His first concern was not finding a resilient cultivar. The 300 tea plants he pruned and protected survived winter temperatures of 26 below zero Celsius. His more significant concern is whether the large leaf plants would make great tea. After nurturing the grove and pruning, he waited four years to see if the leaves would make good tea.
He chose to make oolong, and in 2017 after a series of tastings by friends and tea professionals; he was ready to celebrate.
He has concentrated on propagating the subcultivar in the past few years. “The surviving tea plants are in five places. Each has different morphological features. Unfortunately, we still have not been able to find specialists in the post-Soviet years who could establish a tea variety according to the morphological characteristics of plants,” he said.

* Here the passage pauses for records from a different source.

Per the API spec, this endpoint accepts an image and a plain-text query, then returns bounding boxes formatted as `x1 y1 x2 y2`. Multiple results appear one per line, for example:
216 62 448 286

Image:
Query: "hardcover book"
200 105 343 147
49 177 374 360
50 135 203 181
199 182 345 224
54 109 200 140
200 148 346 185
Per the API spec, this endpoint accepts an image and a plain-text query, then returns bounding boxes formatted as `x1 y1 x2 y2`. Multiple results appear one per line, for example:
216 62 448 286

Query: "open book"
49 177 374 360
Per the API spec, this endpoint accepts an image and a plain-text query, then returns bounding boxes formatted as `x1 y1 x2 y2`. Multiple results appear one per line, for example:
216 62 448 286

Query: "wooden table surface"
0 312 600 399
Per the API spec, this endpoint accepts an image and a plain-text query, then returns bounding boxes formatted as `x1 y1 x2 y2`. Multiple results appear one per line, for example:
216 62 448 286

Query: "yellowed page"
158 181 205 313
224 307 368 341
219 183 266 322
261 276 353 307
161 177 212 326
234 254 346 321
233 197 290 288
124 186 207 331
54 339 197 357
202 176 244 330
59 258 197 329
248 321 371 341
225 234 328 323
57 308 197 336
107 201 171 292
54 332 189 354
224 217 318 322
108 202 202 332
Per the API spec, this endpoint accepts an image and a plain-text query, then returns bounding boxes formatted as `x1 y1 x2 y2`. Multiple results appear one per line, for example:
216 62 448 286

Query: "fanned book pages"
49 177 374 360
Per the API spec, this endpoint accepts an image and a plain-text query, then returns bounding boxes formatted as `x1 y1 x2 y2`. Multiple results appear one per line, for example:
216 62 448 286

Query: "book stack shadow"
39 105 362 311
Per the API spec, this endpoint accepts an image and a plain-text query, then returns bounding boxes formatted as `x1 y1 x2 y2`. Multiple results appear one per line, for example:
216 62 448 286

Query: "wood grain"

“In this case, we need to use DNA analysis, but we need to have data from old Soviet cultivars for comparison. My personal opinion is that the 300 bushes in the restored area descend from the Georgian No. 2 variety.
“The seeds from the surviving plantation trees have not matured for a long time, they are very few, and they are not complete. There are no seeds in the reconstructed experimental plot, but this is due to the forming pruning to restore full-fledged adult plants,” says Malygin. “It is because of this situation that we have launched cuttings rooting projects,” he said.
Malygin, who lives south of Kyiv, postponed his first recorded conversation due to air raid sirens. He and his family remain safe, but Russia’s invasion means “we will lose at least one year. Also, we will not be able to organize the collection of leaves to produce more tea.”